Les sondages donnent la liste RN de Thierry Mariani vainqueur "dans tous les cas de figure" en Paca face au sortant LR Renaud Muselier, même en cas de retrait de la gauche au second tour. 

"Les chances de victoire sont plus importantes, car il y a une fragmentation de l'offre électorale qui est plus grande, avec l'irruption de LREM", le parti présidentiel qui n'était pas encore né en 2015, souligne M. Sananès. Et avec une abstention qui s'annonce historique (jusqu'à 64% selon Elabe), "l'électorat du RN semble très déterminé à aller voter", ajoute-t-il.

Dans ces conditions, dès que les premières estimations tomberont dimanche soir à 20H00, la question du "front républicain" se posera pour la gauche, la droite, mais aussi pour la majorité présidentielle. 

"Il y a cinq régions où va se poser pour la majorité la question de son maintien face à un RN qui peut l'emporter", souligne M. Sananès, en référence à la Bourgogne-Franche-Comté, le Grand Est, les Hauts-de-France et dans une moindre mesure l'Occitanie et la Normandie. 


Pour passer au second tour, les candidats doivent recueillir au moins 10% des suffrages. Ils auront alors le choix de concourir seuls ou de fusionner avec d'autres listes, y compris celles éliminées, mais qui ont obtenu plus de 5% des voix. Sans oublier la possibilité d'un retrait pur et simple comme la gauche en 2015 en Paca et dans les Hauts-de-France pour faire barrage au RN. 

Autant dire que les discussions au sein des états-majors des partis seront très animées, d'autant que le front républicain s'effrite, comme l'atteste un sondage Ifop pour le Journal du dimanche publié jeudi: un Français sur deux (51%) y estime qu'une victoire du RN dans une ou plusieurs régions lors du scrutin du 20 et 27 juin ne représenterait pas un danger pour la démocratie.  
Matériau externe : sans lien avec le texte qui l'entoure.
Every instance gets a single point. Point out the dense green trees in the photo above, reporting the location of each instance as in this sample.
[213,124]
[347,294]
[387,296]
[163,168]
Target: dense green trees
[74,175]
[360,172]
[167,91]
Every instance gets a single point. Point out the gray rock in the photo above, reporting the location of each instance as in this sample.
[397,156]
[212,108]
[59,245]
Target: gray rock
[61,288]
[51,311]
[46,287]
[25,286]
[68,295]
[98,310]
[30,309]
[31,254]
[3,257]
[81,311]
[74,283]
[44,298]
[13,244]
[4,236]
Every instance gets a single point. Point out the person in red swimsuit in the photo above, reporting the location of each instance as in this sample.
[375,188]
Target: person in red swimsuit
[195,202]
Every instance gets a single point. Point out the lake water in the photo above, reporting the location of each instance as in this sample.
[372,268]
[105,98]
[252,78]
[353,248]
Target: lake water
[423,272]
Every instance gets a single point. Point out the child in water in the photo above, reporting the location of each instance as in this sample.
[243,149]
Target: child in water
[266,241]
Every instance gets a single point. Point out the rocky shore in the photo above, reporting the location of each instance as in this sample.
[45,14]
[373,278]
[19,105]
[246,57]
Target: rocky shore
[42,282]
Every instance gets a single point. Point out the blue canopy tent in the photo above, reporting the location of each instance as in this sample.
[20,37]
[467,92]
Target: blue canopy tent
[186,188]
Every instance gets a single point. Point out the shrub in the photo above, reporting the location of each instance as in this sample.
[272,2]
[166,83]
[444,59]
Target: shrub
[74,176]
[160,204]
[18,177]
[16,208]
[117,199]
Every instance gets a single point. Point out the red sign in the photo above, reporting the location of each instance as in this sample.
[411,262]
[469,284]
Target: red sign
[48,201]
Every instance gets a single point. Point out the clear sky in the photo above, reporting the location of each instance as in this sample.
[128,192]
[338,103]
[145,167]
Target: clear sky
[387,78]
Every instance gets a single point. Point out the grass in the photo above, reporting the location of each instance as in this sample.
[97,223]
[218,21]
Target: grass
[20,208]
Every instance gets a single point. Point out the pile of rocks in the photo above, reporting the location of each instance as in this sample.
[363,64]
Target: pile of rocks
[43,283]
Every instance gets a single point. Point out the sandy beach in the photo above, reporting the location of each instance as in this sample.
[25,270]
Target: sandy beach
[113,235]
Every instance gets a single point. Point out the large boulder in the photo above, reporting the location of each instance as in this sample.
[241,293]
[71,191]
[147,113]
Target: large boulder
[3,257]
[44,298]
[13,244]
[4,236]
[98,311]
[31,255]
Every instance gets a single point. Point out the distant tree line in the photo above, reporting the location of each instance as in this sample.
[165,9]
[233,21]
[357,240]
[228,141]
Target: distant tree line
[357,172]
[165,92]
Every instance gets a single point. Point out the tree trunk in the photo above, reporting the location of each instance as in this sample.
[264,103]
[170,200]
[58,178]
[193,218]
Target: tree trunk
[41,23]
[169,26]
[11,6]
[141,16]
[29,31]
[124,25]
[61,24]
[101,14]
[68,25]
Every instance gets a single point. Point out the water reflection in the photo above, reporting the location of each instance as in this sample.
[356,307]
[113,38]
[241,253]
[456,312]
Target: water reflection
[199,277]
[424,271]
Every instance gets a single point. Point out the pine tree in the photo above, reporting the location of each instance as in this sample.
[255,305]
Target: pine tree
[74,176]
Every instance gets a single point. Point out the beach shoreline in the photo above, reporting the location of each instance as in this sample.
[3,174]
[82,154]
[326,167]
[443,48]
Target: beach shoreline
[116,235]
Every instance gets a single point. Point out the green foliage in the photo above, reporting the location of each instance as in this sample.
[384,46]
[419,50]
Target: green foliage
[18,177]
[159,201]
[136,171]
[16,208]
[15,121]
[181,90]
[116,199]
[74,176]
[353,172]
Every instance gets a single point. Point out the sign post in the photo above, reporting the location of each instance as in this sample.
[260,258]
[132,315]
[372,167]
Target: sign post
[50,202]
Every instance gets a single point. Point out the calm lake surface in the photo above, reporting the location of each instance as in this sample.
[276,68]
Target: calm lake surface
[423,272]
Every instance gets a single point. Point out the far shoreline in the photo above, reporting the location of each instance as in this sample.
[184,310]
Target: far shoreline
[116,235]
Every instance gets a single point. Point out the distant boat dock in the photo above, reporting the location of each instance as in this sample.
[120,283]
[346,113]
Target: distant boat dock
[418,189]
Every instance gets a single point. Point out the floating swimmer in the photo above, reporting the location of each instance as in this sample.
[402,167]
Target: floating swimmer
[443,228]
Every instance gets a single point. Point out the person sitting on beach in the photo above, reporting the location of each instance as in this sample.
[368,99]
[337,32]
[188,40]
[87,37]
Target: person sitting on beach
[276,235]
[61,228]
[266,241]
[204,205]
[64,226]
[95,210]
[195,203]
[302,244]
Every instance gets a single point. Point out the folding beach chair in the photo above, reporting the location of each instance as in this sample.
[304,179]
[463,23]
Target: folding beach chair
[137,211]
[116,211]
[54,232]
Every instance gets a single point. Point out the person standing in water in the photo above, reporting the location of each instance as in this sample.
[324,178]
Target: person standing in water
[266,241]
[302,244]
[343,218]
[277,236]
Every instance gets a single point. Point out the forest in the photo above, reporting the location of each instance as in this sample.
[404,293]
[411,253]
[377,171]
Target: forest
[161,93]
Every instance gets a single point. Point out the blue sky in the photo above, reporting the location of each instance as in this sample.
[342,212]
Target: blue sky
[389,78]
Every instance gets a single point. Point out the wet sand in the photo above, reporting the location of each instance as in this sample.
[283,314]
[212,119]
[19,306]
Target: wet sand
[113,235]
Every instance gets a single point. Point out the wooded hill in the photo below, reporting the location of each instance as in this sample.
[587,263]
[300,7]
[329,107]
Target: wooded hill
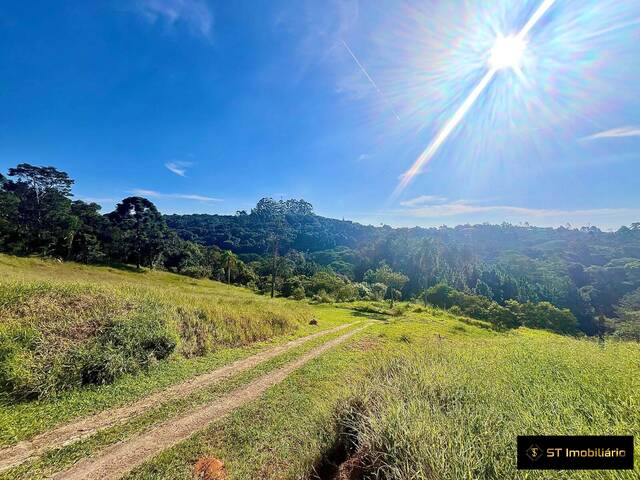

"Un front républicain des états-majors n'est pas forcément suivi dans les urnes", prévient M. Sananès. 

- Un tremplin pour l'Elysée ? - 

La tâche des partis sera d'autant plus compliquée que les électeurs n'apprécient pas forcément les alliances, comme l'illustre le bond de M. Mariani dans les sondages en Paca après l'annonce début mai par le Premier ministre Jean Castex d'un accord avec M. Muselier. 

Il y aussi le précédent des municipales l'an dernier où les alliances entre LR et LREM ont rarement porté leurs fruits, profitant aux écologistes notamment à Bordeaux, Lyon et Strasbourg.

Quelque 5.000 élus, militants et sympathisants LR ont d'ailleurs signé une lettre ouverte au président du parti Christian Jacob pour dénoncer les alliances "contre nature" avec LREM.

Bien que locales, ces élections ont une dimension nationale et devraient donner le coup d'envoi de la campagne pour 2022. 

A droite, Valérie Pécresse et Xavier Bertrand, qui se sont engagés à se retirer de la vie politique s'ils sont battus, ainsi que Laurent Wauquiez attendent du scrutin un tremplin pour se lancer potentiellement dans la course à l'Elysée. Des trois, le président des Hauts-de-France a déjà annoncé qu'il serait candidat en 2022, sauf défaite le 27 juin.

A gauche, les Verts comptent profiter de la dynamique qui les a portés à la tête de plusieurs grandes villes l'an dernier lors des municipales. Ils misent sur un succès en Pays de la Loire, où un sondage donne vainqueur au second tour l'écologiste Matthieu Orphelin face à la sortante LR Christelle Morançais.

Mais la gauche part divisée, à l'exception des Hauts-de-France où l'écologiste Karima Delli est parvenue à la rassembler autour de sa candidature.  

Pour les élections départementales, qui ont lieu simultanément, le scénario est identique: les sortants devront faire face à la poussée du Rassemblement national, qui là non plus ne détient aucun d'entre eux.

Cinq collectivités d'outre-mer - Mayotte, la Réunion, la Guadeloupe, la Guyane et la Martinique - sont également appelées aux urnes pour renouveler les élus de leur département, régions ou collectivité territoriale.